Powerlifting Senior Sets World Records
Becoming a septuagenarian senior citizen doesn’t mean that the beginning of a slow slide into decreased physical activity and fitness levels.
For Oneida Indian Nation native (Wolf Clan) and grandfather Ray Fougnier, turning 70 was the beginning of his interest in weightlifting. He told Indian Country (todaymedianetwork.com) that he got into powerlifting as a senior in order to stay physically fit and prevent diabetes, saying
“Weightlifting really helps to control sugar in the blood.”
Fougnier believes that Native Americans need to be wary of a sedentary lifestyle “especially if we’re predisposed to diabetes, blood pressure, cancer, heart disease“, and to be aware of their diet and exercise levels.
Ray Fougnier had been a science teacher and head of the American Indian Program at Cornell University, enjoying retirement for 8 years before he began powerlifting at age 70 in January 2013. The first year he competed, he set raw powerlifting records in his age division (70-74) in the Raw Nationals Championship (raw powerlifting requires athletes to have no assistance or support from equipment while lifting).
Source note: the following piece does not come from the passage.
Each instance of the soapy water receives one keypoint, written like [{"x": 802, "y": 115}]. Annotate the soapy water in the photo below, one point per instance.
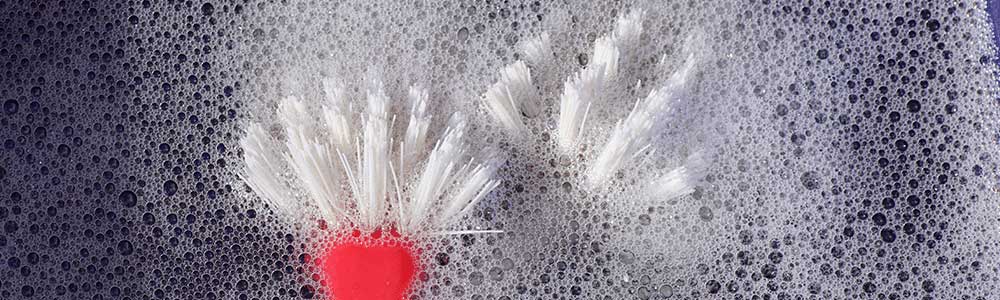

In his second year of competition, Fougnier received 5 medals and finished 2nd overall in the world championships.
This past April 2016 Ray Fougnier set 4 world records (deadlift, squat, bench press, and overall score) for his age division at the North American Championships of the Amateur Athletic Union in Laughlin, Nevada and has qualified to compete again in the AAU World Powerlifting Championships in Las Vegas (September 2016). He is sponsored by the Oneida Indian Nation.
He said after his most recent win that
“Health and fitness have always been a priority for me, but it is my hope that with this new national and international platform, I can serve as a positive role model who helps inspire Native peoples and children to embrace an active lifestyle.”
Fougnier works out 3 days a week for 2 hours daily and follows a diet rich in fruits, vegetables and protein. His tip for for seniors and older adult men who are interested in increasing their activity levels and fitness regimen:
“At my age I need to have more recovery time. I can’t lift like younger lifters lift. You need to be a little more restrained in the type of abuse you put your body through. That’s why I only work only three days a week.”
Fougnier was still going strong in 2019, setting 10 new weightlifting world records at the AAU Powerlifting World Championships, saying
“I feel really good about where I’m at and hope my abilities serve as a testament to the fact that it’s never too late to take on a healthy lifestyle.”
In his late 70s, Ray Fougner is an inspiration for older adults and senior citizens (male and female) to embrace a healthy lifestyle and begin on the path to physical fitness.